Challenge yourself to consciously slow down in everything that you do for a whole day and see how it feels. I promise you, you will like it.

Meditation for a flatter stomach


Many of you will have heard of the ‘fight of flight’ response. It is the physiological response to feelings of fear. It enables us to avoid danger by either, running away or fighting. So when you are faced by a dangerous situation, circulation to your brain increases for faster reactions, blood pressure rises, your heart beats faster and your muscles tense ready for action. Adrenalin and cortisol levels increase to sustain this state for a short time. This response is life saving when we are in danger however, many of us are living under constant stress and our bodies are remaining in this fight or flight state for prolonged lengths of time.

Over time, raised cortisol levels brought on by chronic stress can lead to impaired cognitive function, blood sugar imbalance, decreased bone density, high blood pressure, lowered immune system and increased abdominal fat. In fact one of the main causes of increased abdominal fat is raised cortisol levels. Our body stores fat expecting to need it for energy for the high stress situation that we are facing.

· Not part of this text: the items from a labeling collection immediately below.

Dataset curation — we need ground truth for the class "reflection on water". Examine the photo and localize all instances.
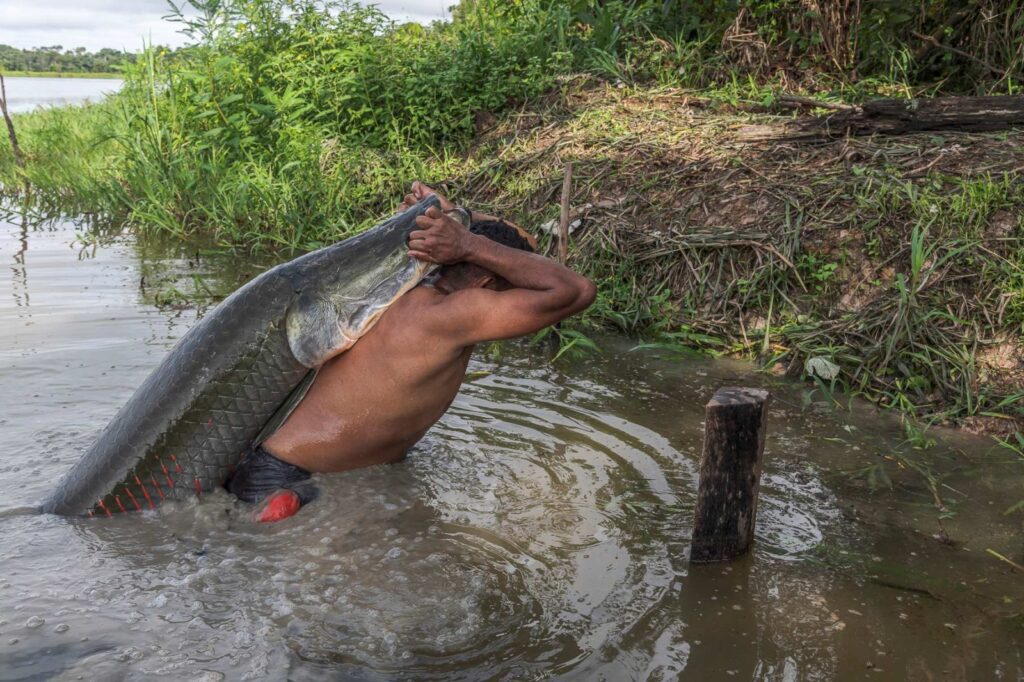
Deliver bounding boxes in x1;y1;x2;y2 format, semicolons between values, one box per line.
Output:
3;76;121;114
0;209;1024;680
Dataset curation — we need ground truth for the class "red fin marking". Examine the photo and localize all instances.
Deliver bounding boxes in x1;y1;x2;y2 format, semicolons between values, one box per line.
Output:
150;471;164;500
160;462;174;487
125;485;142;511
135;474;157;509
256;491;302;523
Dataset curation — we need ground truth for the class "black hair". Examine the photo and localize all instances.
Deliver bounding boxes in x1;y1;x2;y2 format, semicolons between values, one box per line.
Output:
469;220;534;253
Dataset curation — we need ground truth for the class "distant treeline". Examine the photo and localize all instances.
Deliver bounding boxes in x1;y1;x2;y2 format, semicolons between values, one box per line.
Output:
0;45;137;74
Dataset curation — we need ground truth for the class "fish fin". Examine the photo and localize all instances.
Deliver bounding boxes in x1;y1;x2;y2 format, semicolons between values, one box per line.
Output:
253;370;318;447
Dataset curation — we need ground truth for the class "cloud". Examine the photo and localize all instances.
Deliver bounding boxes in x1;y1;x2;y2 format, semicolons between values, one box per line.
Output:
0;0;455;51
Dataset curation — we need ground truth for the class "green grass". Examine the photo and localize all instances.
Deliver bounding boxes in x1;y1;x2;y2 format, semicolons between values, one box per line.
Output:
0;0;1024;430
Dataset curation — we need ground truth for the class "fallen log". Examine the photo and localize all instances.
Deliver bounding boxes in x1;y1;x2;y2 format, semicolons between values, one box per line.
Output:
737;95;1024;142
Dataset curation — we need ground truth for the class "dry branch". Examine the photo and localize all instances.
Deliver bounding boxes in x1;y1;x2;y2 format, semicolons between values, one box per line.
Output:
0;74;25;168
737;95;1024;142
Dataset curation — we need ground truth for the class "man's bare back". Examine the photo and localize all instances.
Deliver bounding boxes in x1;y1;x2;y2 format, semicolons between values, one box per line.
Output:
228;182;595;520
264;285;473;471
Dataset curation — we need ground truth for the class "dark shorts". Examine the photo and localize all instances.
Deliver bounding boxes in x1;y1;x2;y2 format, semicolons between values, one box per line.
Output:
224;445;316;505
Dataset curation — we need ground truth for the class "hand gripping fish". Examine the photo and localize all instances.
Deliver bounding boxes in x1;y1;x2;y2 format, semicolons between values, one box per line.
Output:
42;196;439;516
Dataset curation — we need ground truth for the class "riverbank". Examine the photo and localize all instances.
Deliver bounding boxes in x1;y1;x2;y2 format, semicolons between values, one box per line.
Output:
0;71;124;79
446;79;1024;430
0;0;1024;432
2;82;1024;432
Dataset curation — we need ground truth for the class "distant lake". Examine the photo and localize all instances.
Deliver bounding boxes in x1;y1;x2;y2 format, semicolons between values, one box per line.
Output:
4;76;122;114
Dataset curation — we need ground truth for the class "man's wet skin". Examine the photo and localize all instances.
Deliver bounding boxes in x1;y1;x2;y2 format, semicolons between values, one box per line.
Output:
264;183;594;472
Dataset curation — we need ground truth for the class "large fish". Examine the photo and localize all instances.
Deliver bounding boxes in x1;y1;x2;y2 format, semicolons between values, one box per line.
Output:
42;197;438;515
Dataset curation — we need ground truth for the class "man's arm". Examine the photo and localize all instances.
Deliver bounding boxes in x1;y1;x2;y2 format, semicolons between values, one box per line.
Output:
409;209;596;346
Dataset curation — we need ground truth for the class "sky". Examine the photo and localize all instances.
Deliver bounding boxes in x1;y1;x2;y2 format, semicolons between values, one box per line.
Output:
0;0;448;52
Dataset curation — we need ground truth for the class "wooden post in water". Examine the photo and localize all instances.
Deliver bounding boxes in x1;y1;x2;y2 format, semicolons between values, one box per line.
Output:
0;74;25;168
558;161;572;265
690;388;768;563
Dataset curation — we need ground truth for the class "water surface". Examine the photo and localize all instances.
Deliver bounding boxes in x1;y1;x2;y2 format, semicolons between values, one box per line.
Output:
3;76;122;114
0;209;1024;680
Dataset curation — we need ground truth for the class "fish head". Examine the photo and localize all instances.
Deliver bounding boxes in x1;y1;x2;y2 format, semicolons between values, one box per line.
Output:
286;196;440;368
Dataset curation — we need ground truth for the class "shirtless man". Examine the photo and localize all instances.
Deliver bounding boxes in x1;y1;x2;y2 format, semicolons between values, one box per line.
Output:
227;182;595;521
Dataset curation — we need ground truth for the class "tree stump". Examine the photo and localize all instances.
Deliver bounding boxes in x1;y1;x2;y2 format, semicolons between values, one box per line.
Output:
690;387;768;562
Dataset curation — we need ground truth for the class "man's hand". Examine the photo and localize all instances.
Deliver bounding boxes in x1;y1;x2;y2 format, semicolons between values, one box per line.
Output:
409;204;474;265
398;180;455;213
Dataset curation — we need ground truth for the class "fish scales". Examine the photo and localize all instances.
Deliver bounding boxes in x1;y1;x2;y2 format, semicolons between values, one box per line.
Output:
42;197;438;516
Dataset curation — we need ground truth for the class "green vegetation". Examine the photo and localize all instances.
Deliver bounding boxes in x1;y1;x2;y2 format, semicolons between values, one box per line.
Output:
0;45;144;78
0;71;121;78
0;0;1024;432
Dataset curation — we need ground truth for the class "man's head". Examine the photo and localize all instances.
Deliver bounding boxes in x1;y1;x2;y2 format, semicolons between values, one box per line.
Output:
434;220;534;291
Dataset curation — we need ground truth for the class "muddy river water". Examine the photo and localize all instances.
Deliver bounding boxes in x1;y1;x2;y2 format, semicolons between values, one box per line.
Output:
0;209;1024;681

So by finding ways to initiate the relaxation response in our bodies we can lower cortisol levels, thereby stabilising our blood sugar and reducing food cravings. Lowered cortisol levels should also help reduce belly fat. Studies have shown that mindful meditation may significantly reduce cortisol levels leading to the reduction in the risks associated with raised levels.

So take a few moments each day to consider how your body feels. What thoughts are running through you mind? If you don’t have the time for a regular meditation practice, try taking 5 minutes on your commute to work or take a mindful walk outside on your lunch break.

If you have the time, try this short mindful meditation practice for a few minutes and if you are able too, build up the time you allow for this each day.

Sit comfortably with your feet flat on the floor. Notice what is going on around you and within you. What can you hear, smell or sense? What are your bodily sensations, body weight, temperature, contact points with the chair? What is happening in your mind? What emotional feelings are present? Allow whatever is there to be there without judgement. Now Narrow your attention down to your breath. Notice the rise and fall of your abdomen, the depth and length of the breath. When your attention drifts, acknowledge that it has drifted and gently bring the attention back to the breath. After a few minutes, broaden out you attention again to the thoughts, emotions, body and surrounding area. After a few more moments you can go back to your day and enjoy the benefits of reducing your stress hormones.